Prominent human rights organisation Liberty Victoria has thrown out a challenge to an inquiry set up by Prime Minister Malcolm Turnbull.

In the wake of the overwhelming vote in favour of marriage equality, Mr Turnbull ordered a review to see whether Australian law "adequately protects" the human right to freedom of religion.

Liberty Victoria has turned this on its head by telling the inquiry that religious privileges are far too extensive and must be rolled back.

Jamie Gardiner, a Liberty vice-president, said today that such privileges are inconsistent with the freedom of religion because this freedom is based on equality, meaning equal treatment and no special advantages or disadvantages between religious bodies or people with no religion.

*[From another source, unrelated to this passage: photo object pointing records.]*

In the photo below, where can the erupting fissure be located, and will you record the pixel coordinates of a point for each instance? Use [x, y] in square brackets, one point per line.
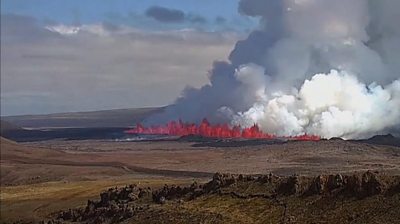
[205, 129]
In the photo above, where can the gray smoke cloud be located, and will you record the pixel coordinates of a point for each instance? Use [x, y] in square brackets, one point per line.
[322, 67]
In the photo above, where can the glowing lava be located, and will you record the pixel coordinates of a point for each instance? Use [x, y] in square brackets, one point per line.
[205, 129]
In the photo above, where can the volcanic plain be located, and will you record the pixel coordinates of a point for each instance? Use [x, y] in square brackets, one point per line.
[40, 179]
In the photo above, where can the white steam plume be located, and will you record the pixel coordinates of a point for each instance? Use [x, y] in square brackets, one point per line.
[322, 67]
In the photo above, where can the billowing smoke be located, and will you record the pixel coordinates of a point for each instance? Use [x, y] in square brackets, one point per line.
[321, 67]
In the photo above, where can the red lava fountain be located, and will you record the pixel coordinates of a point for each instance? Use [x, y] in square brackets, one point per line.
[205, 129]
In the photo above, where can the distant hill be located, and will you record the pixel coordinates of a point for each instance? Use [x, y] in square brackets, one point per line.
[92, 119]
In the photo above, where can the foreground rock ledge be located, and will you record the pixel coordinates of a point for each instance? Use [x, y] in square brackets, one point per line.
[132, 204]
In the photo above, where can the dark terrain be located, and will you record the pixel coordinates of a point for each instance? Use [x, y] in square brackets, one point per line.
[56, 173]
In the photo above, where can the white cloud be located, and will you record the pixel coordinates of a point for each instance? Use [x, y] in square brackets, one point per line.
[91, 67]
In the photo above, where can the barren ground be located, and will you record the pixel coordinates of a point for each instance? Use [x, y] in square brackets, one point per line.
[40, 178]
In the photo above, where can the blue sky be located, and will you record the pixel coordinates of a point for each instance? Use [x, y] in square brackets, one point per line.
[130, 12]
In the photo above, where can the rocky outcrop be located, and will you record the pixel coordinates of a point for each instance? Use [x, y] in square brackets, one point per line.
[118, 204]
[114, 206]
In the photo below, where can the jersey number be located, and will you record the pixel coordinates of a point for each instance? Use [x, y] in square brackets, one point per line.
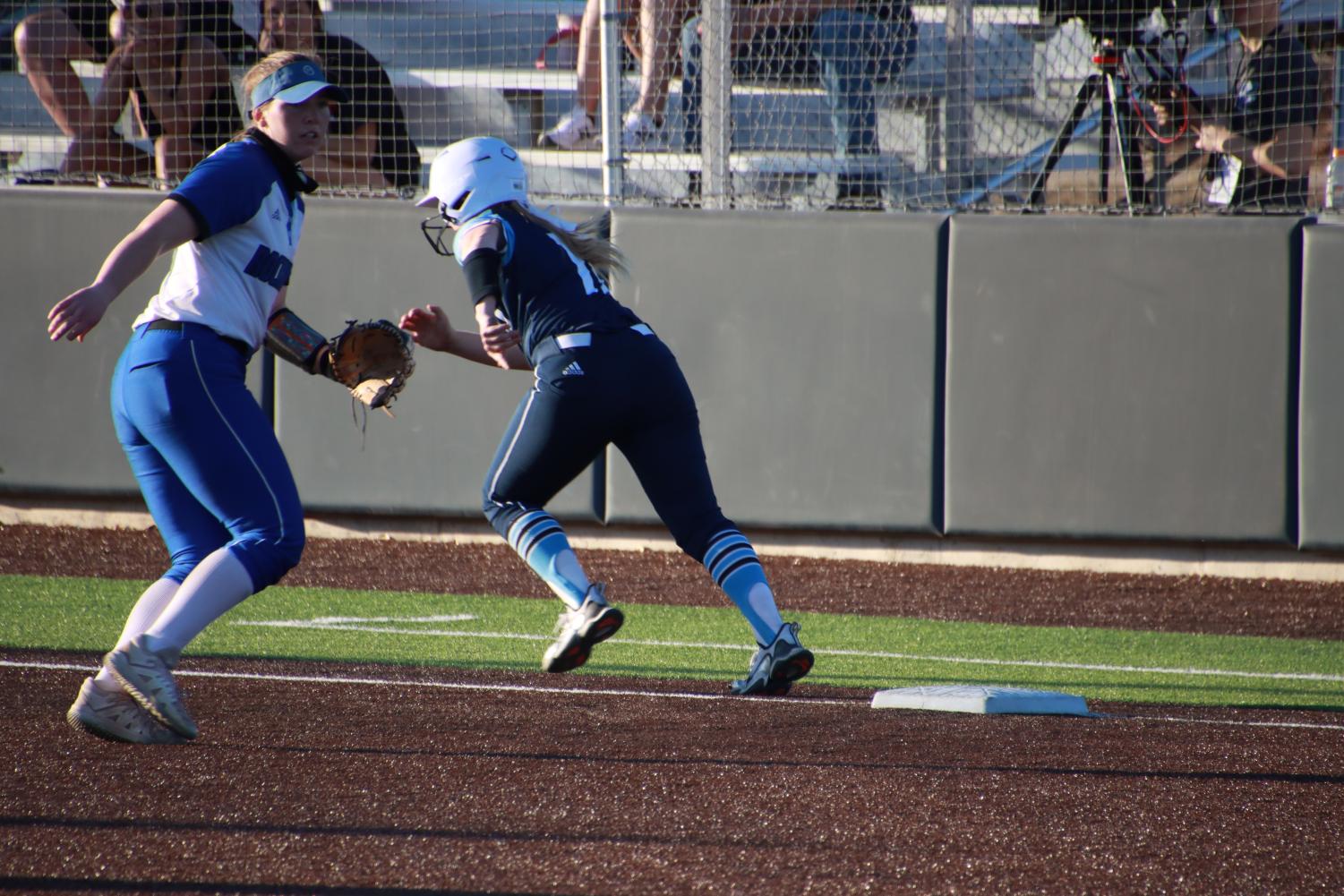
[269, 266]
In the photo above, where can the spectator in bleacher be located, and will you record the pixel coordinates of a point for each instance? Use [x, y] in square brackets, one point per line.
[654, 43]
[370, 145]
[50, 40]
[847, 45]
[1263, 142]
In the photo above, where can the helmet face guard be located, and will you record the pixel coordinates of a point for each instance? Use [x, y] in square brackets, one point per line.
[436, 227]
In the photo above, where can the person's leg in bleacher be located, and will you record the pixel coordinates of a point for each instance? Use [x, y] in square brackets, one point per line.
[47, 43]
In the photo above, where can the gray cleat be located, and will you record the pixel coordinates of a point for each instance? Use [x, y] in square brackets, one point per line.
[777, 667]
[593, 622]
[116, 716]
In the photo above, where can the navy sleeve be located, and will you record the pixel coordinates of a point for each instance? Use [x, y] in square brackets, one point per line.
[227, 187]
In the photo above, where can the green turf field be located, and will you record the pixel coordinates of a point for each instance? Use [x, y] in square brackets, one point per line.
[695, 643]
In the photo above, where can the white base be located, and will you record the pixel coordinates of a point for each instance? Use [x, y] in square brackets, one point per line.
[981, 699]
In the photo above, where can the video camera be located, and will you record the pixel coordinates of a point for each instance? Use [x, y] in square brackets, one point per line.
[1117, 21]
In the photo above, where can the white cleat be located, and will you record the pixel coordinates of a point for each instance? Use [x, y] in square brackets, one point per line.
[116, 716]
[148, 678]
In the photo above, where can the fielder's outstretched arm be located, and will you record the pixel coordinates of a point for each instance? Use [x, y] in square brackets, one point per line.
[163, 230]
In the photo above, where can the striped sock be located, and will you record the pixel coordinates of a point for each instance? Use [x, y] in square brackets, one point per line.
[542, 543]
[735, 568]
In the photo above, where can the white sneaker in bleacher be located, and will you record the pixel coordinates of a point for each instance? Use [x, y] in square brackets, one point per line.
[640, 131]
[115, 715]
[576, 131]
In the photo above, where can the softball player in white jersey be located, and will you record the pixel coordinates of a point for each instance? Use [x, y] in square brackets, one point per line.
[207, 461]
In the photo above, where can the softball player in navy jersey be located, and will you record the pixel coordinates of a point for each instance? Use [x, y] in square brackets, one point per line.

“A small number of deficiencies, such as the lack of Commonwealth legislation protecting employees from discrimination on the basis of religion, should be fixed by enacting a Human Rights Act or Charter,” he said.

The resounding success of marriage equality in the postal survey and the correspondingly emphatic public rejection of the numerous claims of the “no” campaign, together with the appalling revelations of the Royal Commission into Institutional Responses to Child Sexual Abuse, signal a new climate of public opinion in which the removal of unjustified religious privileges bears little political risk.

“Public opinion polls in recent years show most Australians favour removing religious privilege", said Mr Gardiner. 

For religions, these include:

  • exemptions from rates and taxes,
  • exemptions from anti-discrimination laws,
  • freedom from scrutiny and accountability,
  • privileged treatment under charity laws, and
  • undue and disproportionate political influence.

“These are clear privileges that cannot be justified and so must be repealed," he said.

"Liberty calls for an end to the school chaplains program, with its funds moved to professional psychological and counselling support to students and teachers according to need."

It also wants an end to 'Special Religious Instruction' by agents of particular religions in public schools and schools which receive any form of Commonwealth funding, direct or indirect, said Mr Gardiner. “If a school includes religious materials in its teaching it must be only by qualified teachers and fairly include non-partisan reference to the many religions in or relevant to Australia, including the existence of non-religious ways of being.”